Commit Graph

9 Commits

Author SHA1 Message Date
Taylor Eernisse
3e9cf2358e perf(search+embed): zero-copy embedding API and deferred RRF mapping
Change OllamaClient::embed_batch to accept &[&str] instead of
Vec<String>. The EmbedRequest struct now borrows both model name and
input texts, eliminating per-batch cloning of chunk text (up to 32KB
per chunk x 32 chunks per batch). Serialization output is identical
since serde serializes &str and String to the same JSON.

In hybrid search, defer the RrfResult->HybridResult mapping until
after filter+take, so only `limit` items (typically 20) are
constructed instead of up to 1,500 at RECALL_CAP. Also switch
filtered_ids to into_iter() to avoid an extra .copied() pass.

Switch FTS search_fts from prepare() to prepare_cached() for statement
reuse across repeated searches. Benchmarked at ~1.6x faster.

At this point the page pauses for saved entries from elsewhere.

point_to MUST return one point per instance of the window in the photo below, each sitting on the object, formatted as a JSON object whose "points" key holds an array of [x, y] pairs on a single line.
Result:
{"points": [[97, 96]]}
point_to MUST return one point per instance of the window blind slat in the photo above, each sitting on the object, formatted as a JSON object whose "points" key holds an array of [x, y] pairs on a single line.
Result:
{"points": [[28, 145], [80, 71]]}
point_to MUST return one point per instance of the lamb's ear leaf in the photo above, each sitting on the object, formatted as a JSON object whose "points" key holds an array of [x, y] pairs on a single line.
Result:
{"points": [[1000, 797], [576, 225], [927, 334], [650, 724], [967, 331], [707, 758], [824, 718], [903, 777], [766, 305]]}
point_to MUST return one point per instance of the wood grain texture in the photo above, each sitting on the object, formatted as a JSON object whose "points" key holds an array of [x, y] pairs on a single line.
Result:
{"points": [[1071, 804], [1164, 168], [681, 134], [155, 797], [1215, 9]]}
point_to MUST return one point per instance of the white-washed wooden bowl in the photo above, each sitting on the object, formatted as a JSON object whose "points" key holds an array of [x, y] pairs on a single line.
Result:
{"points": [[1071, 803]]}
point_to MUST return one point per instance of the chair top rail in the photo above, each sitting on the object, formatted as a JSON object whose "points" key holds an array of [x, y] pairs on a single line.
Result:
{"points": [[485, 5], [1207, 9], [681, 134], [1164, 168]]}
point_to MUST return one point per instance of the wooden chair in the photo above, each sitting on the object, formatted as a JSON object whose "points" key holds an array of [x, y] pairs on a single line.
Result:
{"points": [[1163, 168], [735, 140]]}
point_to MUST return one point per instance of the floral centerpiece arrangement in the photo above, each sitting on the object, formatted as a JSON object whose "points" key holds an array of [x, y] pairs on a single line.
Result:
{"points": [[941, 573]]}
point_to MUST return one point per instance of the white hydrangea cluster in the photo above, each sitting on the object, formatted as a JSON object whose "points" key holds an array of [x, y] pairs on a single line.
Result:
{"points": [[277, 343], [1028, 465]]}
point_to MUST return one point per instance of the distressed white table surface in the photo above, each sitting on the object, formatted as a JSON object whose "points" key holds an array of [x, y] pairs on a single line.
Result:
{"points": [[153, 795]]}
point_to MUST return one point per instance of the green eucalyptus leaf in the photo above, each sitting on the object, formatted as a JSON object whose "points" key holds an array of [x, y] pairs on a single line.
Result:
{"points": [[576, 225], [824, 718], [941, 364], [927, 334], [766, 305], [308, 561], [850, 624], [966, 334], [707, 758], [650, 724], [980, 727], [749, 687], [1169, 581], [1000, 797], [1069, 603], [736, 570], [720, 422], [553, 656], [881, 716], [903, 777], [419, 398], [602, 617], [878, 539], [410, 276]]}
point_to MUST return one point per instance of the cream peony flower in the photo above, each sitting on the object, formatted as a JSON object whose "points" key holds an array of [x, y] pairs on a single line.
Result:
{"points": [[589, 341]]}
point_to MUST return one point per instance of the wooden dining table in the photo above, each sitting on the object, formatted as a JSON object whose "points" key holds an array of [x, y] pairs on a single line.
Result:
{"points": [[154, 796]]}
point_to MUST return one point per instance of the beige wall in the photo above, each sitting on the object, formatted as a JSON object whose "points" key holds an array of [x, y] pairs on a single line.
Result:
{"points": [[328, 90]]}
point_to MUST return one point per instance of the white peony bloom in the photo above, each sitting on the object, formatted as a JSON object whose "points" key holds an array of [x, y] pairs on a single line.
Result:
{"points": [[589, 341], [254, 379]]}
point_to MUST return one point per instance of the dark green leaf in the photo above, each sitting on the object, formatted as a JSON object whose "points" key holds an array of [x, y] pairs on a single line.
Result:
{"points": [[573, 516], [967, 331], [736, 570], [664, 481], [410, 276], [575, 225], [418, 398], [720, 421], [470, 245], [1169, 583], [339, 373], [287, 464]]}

Co-Authored-By: Claude Opus 4.6 <noreply@anthropic.com>
2026-02-05 17:35:53 -05:00
Taylor Eernisse
72f1cafdcf perf: Optimize SQL queries and reduce allocations in hot paths
Change detection queries (embedding/change_detector.rs):
- Replace triple-EXISTS subquery pattern with LEFT JOIN + NULL check
- SQLite now scans embedding_metadata once instead of three times
- Semantically identical: returns docs needing embedding when no
  embedding exists, hash changed, or config mismatch

Count queries (cli/commands/count.rs):
- Consolidate 3 separate COUNT queries for issues into single query
  using conditional aggregation (CASE WHEN state = 'x' THEN 1)
- Same optimization for MRs: 5 queries reduced to 1

Search filter queries (search/filters.rs):
- Replace N separate EXISTS clauses for label filtering with single
  IN() clause with COUNT/GROUP BY HAVING pattern
- For multi-label AND queries, this reduces N subqueries to 1

FTS tokenization (search/fts.rs):
- Replace collect-into-Vec-then-join pattern with direct String building
- Pre-allocate capacity hint for result string

Discussion truncation (documents/truncation.rs):
- Calculate total length without allocating concatenated string first
- Only allocate full string when we know it fits within limit

Embedding pipeline (embedding/pipeline.rs):
- Add Vec::with_capacity hints for chunk work and cleared_docs hashset
- Reduces reallocations during embedding batch processing

Backoff calculation (core/backoff.rs):
- Replace unchecked addition with saturating_add to prevent overflow
- Add test case verifying overflow protection

Co-Authored-By: Claude Opus 4.5 <noreply@anthropic.com>
2026-02-05 11:21:28 -05:00
Taylor Eernisse
65583ed5d6 refactor: Remove redundant doc comments throughout codebase
Removes module-level doc comments (//! lines) and excessive inline doc
comments that were duplicating information already evident from:
- Function/struct names (self-documenting code)
- Type signatures (the what is clear from types)
- Implementation context (the how is clear from code)

Affected modules:
- cli/* - Removed command descriptions duplicating clap help text
- core/* - Removed module headers and obvious function docs
- documents/* - Removed extractor/regenerator/truncation docs
- embedding/* - Removed pipeline and chunking docs
- gitlab/* - Removed client and transformer docs (kept type definitions)
- ingestion/* - Removed orchestrator and ingestion docs
- search/* - Removed FTS and vector search docs

Philosophy: Code should be self-documenting. Comments should explain
"why" (business decisions, non-obvious constraints) not "what" (which
the code itself shows). This change reduces noise and maintenance burden
while keeping the codebase just as understandable.

Retains comments for:
- Non-obvious business logic
- Important safety invariants
- Complex algorithm explanations
- Public API boundaries where generated docs matter

Co-Authored-By: Claude Opus 4.5 <noreply@anthropic.com>
2026-02-05 00:04:32 -05:00
Taylor Eernisse
1fdc6d03cc fix: Savepoint leak in embedding pipeline, atomic fail_job, RRF dedup
Three correctness fixes found during peer code review:

Embedding pipeline savepoint leak (HIGH severity):
The SAVEPOINT embed_page / RELEASE embed_page pattern had ~10 `?`
propagation points between them. Any error from record_embedding_error,
clear_document_embeddings, or store_embedding would exit the function
without rolling back, leaving the SQLite connection in a broken
transactional state and causing cascading failures for the rest of the
session. Fixed by extracting page processing into `embed_page()` and
wrapping with explicit rollback-on-error handling.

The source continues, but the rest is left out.